По мере того как шли репетиции, я стал понимать, что придуманный мной и так мне нравившийся до сих пор новаторский финал с бунтующим рабом, умирающим на вдохе, в сознании бездарно прожитой жизни, никуда не годится. Три акта Евстигнеев играл христианина, для которого смыслом жизни была любовь, а не благодарность за нее. Таким образом, мой финал оказывался мелким, недостойным этого Фирса. И я, жертвуя новацией во имя истины, вынужден был от него отказаться, о чем впоследствии ни разу не пожалел. Это был урок, который преподал мне Евгений Александрович. Его Фирс умирал спокойно, сожалея только об одном – недоглядел за беспомощным Гаевым, тот «без шубы уехал, не дай Бог, простудится». Это был урок не просто большого мастерства, но, что, может быть, гораздо важнее, большого человека, понимавшего, для чего мы рождаемся на земле. Он не декларировал любовь к человеку – он его просто любил.

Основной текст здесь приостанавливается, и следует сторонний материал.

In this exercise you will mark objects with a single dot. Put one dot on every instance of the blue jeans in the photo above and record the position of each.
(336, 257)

Евстигнеев был болен – болело сердце. Каждый раз перед своей последней сценой он принимал нитроглицерин – волновался. Он, всеми признанный и любимый, волновался не меньше своих молодых коллег. И в то же время в нем был постоянный внутренний покой, какое-то необыкновенное достоинство. Известна фраза Булгакова, обращенная к жене: «Никогда не беги, даже от собаки». Евстигнеев не позволял себе бежать – это у него было природное. Человек, родившийся на рабочей окраине провинциального города, обладал поистине королевским чувством собственного достоинства. Некоторые наши знаменитости это чувство путают с чванством. Жаль.
Последняя наша встреча с Евгением Александровичем состоялась за два дня до его отлета на операцию в Лондон, во время телевизионных съемок «Вишневого сада». В перерыве мы говорили о «Дяде Ване» Чехова, о его Серебрякове. Вскоре во время репетиции я узнал, что Евстигнеев умер. Что-то очень важное в этой жизни закончилось для меня навсегда.
ТАТЬЯНА ВАСИЛЬЕВА
Он был моим кумиром. За последние несколько лет мы очень сблизились, стали друзьями. Евгений Александрович и Ира часто приглашали меня в гости после «Вишневого сада». И несмотря на адскую усталость, я никогда не могла отказаться от соблазна провести с ними полночи. Моя привязанность к Евгению Александровичу началась с первых репетиций этого спектакля. Я не понимала, как можно хотеть сыграть Фирса и что там можно сыграть, ну, может быть, сцену смерти, и все, но что каждая фраза Фирса может взрывать зал и становиться репризой – я не предполагала.